A free trial version is available.

NYC photoblogging exhibition

A photoblogging show last night at the Apple Store in Soho (NYC), written up by Jason Kottke (star webdesigner), who concludes:

And across it all, the barest of impressions that photoblogging is an art form unto itself, that it's not just photography + blogging. I'm not sure yet what makes it a unique thing, but the combination of the relative inexpensiveness of producing digital images in mass quantities (with a digital camera, it costs as much to take and store 1000 photos as it does to take 1 photo) and cheap, easy methods of publishing them to the Web has a lot to do with it.


If you're looking for a web-based e-mail service that might also give you other, as yet undreamed of benefits — look at Bloglines. If you can make the breakthrough to RSS (ask! — or see here), then Bloglines will be of immense benefit to you. Moreover,

There's no longer any need to wade through the spam in your Inbox to read your mailing list messages. When you subscribe from a Bloglines email subscription, the email address disappears. You never have to worry about trying to find the subscribe instructions for a mailing list you're on.

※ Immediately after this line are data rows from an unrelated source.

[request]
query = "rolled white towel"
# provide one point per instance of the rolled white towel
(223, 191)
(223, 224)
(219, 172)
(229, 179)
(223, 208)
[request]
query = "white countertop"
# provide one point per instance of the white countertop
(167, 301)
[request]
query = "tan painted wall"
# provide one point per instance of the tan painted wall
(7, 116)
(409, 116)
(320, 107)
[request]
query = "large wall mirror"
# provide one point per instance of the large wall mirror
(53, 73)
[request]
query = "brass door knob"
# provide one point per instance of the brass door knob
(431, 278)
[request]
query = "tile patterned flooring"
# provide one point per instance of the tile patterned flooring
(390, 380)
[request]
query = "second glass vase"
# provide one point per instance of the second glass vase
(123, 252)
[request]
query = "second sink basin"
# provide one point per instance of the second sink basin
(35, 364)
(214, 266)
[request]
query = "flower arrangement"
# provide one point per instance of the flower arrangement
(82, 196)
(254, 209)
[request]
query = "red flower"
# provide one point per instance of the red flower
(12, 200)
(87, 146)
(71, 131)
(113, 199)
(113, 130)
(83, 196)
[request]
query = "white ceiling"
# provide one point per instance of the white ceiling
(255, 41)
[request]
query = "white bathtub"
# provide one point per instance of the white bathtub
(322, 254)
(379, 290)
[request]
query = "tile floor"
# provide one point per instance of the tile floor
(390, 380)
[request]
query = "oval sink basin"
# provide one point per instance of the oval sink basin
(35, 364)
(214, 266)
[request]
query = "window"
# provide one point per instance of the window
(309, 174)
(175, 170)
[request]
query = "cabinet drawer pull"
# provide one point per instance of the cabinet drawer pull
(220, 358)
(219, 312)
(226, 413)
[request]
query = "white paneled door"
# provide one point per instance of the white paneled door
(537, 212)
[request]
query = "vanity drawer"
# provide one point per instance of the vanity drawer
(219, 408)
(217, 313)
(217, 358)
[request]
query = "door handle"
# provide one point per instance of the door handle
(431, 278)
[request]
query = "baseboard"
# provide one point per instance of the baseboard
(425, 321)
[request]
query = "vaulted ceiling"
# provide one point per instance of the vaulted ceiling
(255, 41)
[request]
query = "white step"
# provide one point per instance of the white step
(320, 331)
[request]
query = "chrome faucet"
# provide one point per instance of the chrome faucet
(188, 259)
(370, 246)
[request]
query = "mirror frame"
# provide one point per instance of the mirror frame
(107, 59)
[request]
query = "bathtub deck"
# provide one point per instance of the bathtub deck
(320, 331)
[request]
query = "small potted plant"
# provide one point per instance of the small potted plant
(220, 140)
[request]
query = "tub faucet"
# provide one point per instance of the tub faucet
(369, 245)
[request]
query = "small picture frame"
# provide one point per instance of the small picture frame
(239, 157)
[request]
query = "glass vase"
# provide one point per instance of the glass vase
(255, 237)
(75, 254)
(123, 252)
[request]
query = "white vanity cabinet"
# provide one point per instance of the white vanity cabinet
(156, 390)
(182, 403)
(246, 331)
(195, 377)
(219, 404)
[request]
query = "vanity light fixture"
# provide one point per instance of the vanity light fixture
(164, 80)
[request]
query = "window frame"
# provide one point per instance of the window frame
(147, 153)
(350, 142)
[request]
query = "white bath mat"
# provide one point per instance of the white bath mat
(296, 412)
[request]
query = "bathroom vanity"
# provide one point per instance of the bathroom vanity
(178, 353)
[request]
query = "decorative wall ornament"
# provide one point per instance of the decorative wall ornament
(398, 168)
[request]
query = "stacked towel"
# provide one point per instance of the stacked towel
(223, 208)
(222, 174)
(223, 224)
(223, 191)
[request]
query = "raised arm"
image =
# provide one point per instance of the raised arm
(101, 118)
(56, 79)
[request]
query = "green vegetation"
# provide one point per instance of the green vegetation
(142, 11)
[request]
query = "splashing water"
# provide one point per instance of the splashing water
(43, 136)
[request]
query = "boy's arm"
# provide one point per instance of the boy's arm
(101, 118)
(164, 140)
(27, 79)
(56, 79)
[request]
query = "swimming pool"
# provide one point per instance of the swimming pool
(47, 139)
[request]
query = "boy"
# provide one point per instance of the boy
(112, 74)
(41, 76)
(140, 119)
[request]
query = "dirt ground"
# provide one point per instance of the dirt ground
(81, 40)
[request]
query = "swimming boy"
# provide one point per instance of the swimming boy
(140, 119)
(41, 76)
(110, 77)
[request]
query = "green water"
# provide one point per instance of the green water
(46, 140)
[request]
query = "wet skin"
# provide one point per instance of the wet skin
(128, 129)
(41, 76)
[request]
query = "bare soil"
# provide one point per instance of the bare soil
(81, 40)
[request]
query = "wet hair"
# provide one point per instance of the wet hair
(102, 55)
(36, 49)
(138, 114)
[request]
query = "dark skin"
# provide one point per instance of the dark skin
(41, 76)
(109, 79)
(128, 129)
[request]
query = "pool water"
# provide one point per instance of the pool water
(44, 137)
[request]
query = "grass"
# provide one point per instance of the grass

"Boys are not behind, they are ahead."

... the latest official statistics showed that, in England, girls continue to out-perform boys in most subjects and at most ages. BBC News

This is the picture as it is usually perceived. However, in Nine Shift: Work, life and education in the 21st century — a new book by American educationalists Draves and Coates — a different picture emerges:

... boys are leading society into the internet age. According to them, it is not boys who are the problem but schools. For while boys are developing the skills they will need in the "knowledge jobs" of the future, schools are still preparing students for an industrial age which is passing. They believe schools in the US had to go through a similar adjustment between 1900 and 1920, as the education system adapted to produce the skills needed for industrial and office employers instead of the rural economy. Draves and Coates say boys dropped out of school in huge numbers in the first two decades of the 20th century. Yet it was young men, experimenting with technology, who led America's manufacturing boom, especially in the automobile industry. They say something similar is happening today: boys are into the internet and computers. They like to innovate and experiment. They "like taking risks, being entrepreneurial, being collaborative — all behaviours that lead to success in the workforce today". But while they are rewarded for their behaviour in the workplace, they are punished in school because they are non-conformist, poor at listening and following instructions, and restless. BBC News

Film and digital rights

KaZaA has been around for a while and those on the ball have been tuning into BitTorrent, too. What are they? Means to the end of sharing files — and the implications for control of digital media are immense. Slate reports that BitTorrent has made sharing films easy. The technology is remarkable and incredibly simple:

The problem with file sharing is that most computers on the Net have ample download capacity but much slower upload speeds. If you try to download a file from my computer, my DSL connection only lets me upload it at 128 kilobits per second — not much faster than a dial-up line. You might have a 1 megabit line to your house, but a measly 128K is the most you'll get from me. BitTorrent solves that problem by finding other computers that also host the same file. By downloading, say, one-tenth of the file from 10 computers at the same time, BitTorrent puts your download capacity to full use. In fact, the more popular a file is, the faster it downloads because there are more computers with copies sharing the load. Other peer-to-peer networks like KaZaA have added this multiple-source capability, but BitTorrent seems the most efficient and aggressive at optimizing the collective bandwidth of its user population.